Although a problem is that these cases had not been picked up intentionally, and they had not been followed until undetectable βhCG and in first case we didn
’t have the baseline βhCG, it seems that they had no acute, short term problem. Many of studies have focused on short term outcomes. For example Lui
et al reported 100% success rate in their expectant management cases, but they considered negative βhCG test as a successful treatment but in our cases and also in some cases of Atri study, the consequences continued even after decline in βhCG level (4, 9). Retained ectopic tissue after conservative management can be biochemically active and be detected by βhCG as Hill
et al reported in 1990, but this tissue may have other effects even if it is not alive, such as pressure due to adjacent hematoma and it is the probable explanation for our patient’s situation (5). Also, sometimes you can see a decline in βhCG after abortion of ectopic tissue into abdominal cavity followed by bleeding which can lead to surgical intervention. Edozien believes that there is an urgent need for risk management in non-surgical management of EP (17).
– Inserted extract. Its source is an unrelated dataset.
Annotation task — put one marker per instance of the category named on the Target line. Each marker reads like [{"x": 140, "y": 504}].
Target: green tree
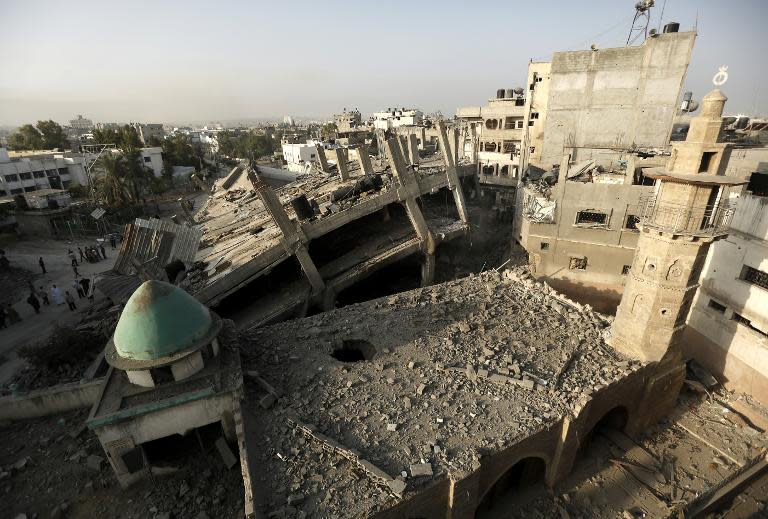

Additionally, the clinician should be aware of probable continuity of problems even after negative βhCG test. Furthermore, some mistakes are made in diagnosis of EP. These mistakes will reduce if meticulous attentions be paid on every person who has symptoms of abortion without any documented evidence of intrauterine pregnancy and it will eradicate some complications in next steps.
Conclusion
It seems that in addition to a threshold of β-hCG level, some other factors should also be considered for expectant management of EP. It may be possible that precise patient selection beside long term follow up can improve outcomes.